El Señor B y yo estábamos frente a frente y su colega formaba el tercer vértice del triángulo. Ya sabía que el Señor B era un buen tipo, lo supe desde el inicio mismo, diez años atrás, pero percibía por primera vez sus buenas maneras y su fino humor. En todos esos años, apenas si había cambiado, estaba casi como en esa noche en que lo vi entre la multitud.
Cuando el Señor B ingresó a la oficina no me preguntó el nombre. Creo que no me reconoció a pesar de las escuetas referencias que tiene de mi, no tendría como, pues incluso esa única vez que me vio con Ella a mi costado, el Señor B eligió no vernos, prefirió alejarse de nosotros y confundirse entre la masa que esperaba por un autógrafo.
Su colega dijo en voz alta la hora, yo me ofrecí a llamar a mi retrasado socio y el Señor B con amabilidad comentó que estaba acostumbrado a esperar. Ambos hicimos un par de bromas socarronas. No encontré el número de teléfono, y mencioné que desde mi regreso, me habían robado varias veces el celular. El Señor B me preguntó si yo era extranjero y lo negué. Arqueó una ceja y me preguntó en donde estuve. Al dar el nombre del país, sus ojos tomaron un brillo particular. Como si fueran fichas de una partida de Go, el Señor B movió las palabras, dio un giro a la conversación y quiso saber mi profesión. Era evidente que esa respuesta le confirmaría lo que Ella quizás le dijo antes o después de abandonarlo. Mi respuesta lo desencajó y me miró fijamente, quizás recordando el contexto y las razones que Ella le diera al dejar la casa marital. Mientras tanto, yo me concentraba en que salga bien mi impostura fingiendo no conocerlo y contestaba con naturalidad a todas sus preguntas. Empezamos a medirnos en pequeñas batallas de pausas y palabras.

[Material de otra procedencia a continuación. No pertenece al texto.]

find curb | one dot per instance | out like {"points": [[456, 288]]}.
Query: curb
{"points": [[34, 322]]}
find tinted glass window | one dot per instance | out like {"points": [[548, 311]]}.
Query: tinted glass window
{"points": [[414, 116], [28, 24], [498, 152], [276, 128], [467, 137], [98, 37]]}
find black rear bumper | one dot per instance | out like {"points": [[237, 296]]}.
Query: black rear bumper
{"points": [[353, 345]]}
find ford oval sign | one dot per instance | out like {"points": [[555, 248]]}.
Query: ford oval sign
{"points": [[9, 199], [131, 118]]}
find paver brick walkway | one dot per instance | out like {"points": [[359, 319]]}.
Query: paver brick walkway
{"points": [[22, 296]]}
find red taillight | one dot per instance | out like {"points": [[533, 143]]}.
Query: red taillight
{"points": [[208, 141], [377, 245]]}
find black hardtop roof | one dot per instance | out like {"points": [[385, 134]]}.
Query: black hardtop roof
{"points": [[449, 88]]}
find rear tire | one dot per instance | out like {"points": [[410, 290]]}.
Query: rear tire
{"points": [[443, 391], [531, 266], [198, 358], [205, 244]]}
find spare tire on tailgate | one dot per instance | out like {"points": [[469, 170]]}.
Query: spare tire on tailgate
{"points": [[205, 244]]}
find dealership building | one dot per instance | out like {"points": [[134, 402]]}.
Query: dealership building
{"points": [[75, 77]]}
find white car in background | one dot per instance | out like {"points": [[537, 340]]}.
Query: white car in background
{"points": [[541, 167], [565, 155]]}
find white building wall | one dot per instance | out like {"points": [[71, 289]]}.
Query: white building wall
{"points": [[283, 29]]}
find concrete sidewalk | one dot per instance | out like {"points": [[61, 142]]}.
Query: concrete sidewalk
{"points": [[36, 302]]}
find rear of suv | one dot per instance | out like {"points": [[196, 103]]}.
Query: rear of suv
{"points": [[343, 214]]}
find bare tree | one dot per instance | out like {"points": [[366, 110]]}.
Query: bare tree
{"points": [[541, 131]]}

Su colega miró por segunda vez el reloj y como escapando del duelo de palabras, me ofrecí a atenderlos. El Señor B contó sin entusiasmo sobre el negocio que lo había traído. Yo lo escuchaba, pero tenía en la mente la imagen de Ella, el rostro de la amada común. Quise saber de Ella pues sé que siempre se comunican, incluso cuando Ella estaba conmigo. No dije nada. Cruzamos otro ramillete de palabras superficiales y silencios profundos. En efecto, hablaban los silencios, como suele ocurrir en esos diálogos que no se dan entre hombres que compartieron una mujer.
Su colega pidió llamar a la secretaria y mientras ésta excusaba a mi socio ausente, yo evaluaba mi comportamiento frente al esposo de quién fuera mi amada.
El Señor B y yo nos levantamos de las sillas, nos acercamos y nos despedimos con cortesía.
Mientras el Señor B y su colega salían de mi oficina, creí ver en el ventanal el reflejo de la amada común.
No sé mucho de ella, solo que vive con otra mujer desde que yo la abandoné.